If you have any suggestions for how I might get rid of the query string that would be great. Cheers!


#4

Go here to find out more about the trailing slash issue. You’re not alone in experiencing it.

Don’t forget about Google either. It’s the most useful tool out there second only to experience.
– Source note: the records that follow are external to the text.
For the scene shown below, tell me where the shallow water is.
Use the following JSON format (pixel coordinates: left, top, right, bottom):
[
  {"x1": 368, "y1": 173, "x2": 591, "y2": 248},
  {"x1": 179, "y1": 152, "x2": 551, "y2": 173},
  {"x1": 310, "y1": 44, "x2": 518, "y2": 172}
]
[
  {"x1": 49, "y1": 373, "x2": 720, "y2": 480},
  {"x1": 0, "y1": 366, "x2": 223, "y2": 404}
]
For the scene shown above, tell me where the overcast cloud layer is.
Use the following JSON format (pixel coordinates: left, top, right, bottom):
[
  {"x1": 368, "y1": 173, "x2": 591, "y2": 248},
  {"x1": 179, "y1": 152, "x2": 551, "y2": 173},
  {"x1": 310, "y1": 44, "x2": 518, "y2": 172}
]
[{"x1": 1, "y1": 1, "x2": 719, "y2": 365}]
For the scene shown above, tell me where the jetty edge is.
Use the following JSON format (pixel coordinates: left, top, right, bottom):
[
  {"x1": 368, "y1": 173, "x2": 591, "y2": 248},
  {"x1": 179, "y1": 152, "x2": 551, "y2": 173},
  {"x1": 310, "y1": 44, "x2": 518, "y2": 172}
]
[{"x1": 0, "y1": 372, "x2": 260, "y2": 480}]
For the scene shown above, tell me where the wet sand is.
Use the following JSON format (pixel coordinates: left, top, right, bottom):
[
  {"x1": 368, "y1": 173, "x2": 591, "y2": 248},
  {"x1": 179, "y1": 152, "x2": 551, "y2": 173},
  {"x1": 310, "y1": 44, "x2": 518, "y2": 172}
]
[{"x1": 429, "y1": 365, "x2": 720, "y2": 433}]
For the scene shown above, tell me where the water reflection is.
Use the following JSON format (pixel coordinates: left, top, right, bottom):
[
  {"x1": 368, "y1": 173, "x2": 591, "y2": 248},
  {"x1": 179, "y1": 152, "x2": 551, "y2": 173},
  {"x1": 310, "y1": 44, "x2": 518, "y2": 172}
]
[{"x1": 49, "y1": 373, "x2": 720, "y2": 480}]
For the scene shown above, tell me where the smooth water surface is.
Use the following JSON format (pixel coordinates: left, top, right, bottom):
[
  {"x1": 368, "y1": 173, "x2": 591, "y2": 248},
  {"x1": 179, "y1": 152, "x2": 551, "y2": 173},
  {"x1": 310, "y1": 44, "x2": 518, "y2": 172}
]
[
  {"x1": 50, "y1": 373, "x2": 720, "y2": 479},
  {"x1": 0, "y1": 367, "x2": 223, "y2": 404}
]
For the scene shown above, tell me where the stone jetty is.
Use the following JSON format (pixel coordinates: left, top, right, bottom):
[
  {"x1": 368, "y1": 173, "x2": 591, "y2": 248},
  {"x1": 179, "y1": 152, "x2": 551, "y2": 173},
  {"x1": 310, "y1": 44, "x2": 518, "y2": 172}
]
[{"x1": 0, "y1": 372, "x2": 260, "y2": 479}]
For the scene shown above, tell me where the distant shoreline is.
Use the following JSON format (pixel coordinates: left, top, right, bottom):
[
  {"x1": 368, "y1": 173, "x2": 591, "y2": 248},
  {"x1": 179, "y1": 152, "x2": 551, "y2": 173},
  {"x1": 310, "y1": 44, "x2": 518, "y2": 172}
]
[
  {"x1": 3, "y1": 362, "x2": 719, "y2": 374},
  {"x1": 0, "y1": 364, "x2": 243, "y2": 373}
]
[quote]Trailing Slash Problem

Description:

Every webmaster can sing a song about the problem of the trailing slash on URLs referencing directories. If they are missing, the server dumps an error, because if you say /~quux/foo instead of /~quux/foo/ then the server searches for a file named foo. And because this file is a directory it complains. Actually it tries to fix it itself in most of the cases, but sometimes this mechanism need to be emulated by you. For instance after you have done a lot of complicated URL rewritings to CGI scripts etc.

Solution:

The solution to this subtle problem is to let the server add the trailing slash automatically. To do this correctly we have to use an external redirect, so the browser correctly requests subsequent images etc. If we only did a internal rewrite, this would only work for the directory page, but would go wrong when any images are included into this page with relative URLs, because the browser would request an in-lined object. For instance, a request for image.gif in /~quux/foo/index.html would become /~quux/image.gif without the external redirect![/quote]


#5

Thanks for replying. Actually, the problem is caused precisely because I was trying to fix the trailing slash issue. The query string gets appended when the trailing slash was added using this rule:

RewriteCond %{REQUEST_URI} !\.(png|gif|jpg|css|js|html|htm|txt|php|zip)$ RewriteRule (.+)/([^/]+)$ $1/$2/ [R] RewriteCond %{REQUEST_URI} !\.(png|gif|jpg|css|js|html|htm|txt|php|zip)$ RewriteRule (.+)$ index.php?what=$1 [L]I’ve solved the problem by using this instead:

RewriteEngine on RewriteCond %{REQUEST_URI} !\.(png|gif|jpg|css|js|html|htm|txt|php|zip)$ RewriteRule (.+)/([^/]+)$ $1/$2/ [R] RewriteCond %{REQUEST_URI} !\.(png|gif|jpg|css|js|html|htm|txt|php|zip)$ RewriteRule .+ index.php [L]Then index.php just parses $_SERVER[‘REQUEST_URI’]
The problem in this case is that http://mydomain.com/1 will get the slash added to it but http://mydomain.com/1/2 will not. I suspect it’s something to do with greediness and I’ve tried making the second bit lazy, hoping it would encourage extra-greediness in the first parentheses, but it doesn’t work:

RewriteRule (.+)/([^/]+?)$ $1/$2/ [R]This simpler thing doesn’t either:

RewriteRule (.+[^/])$ $1/ [R]I’m not too hot on regex. Please would you recommend what to do?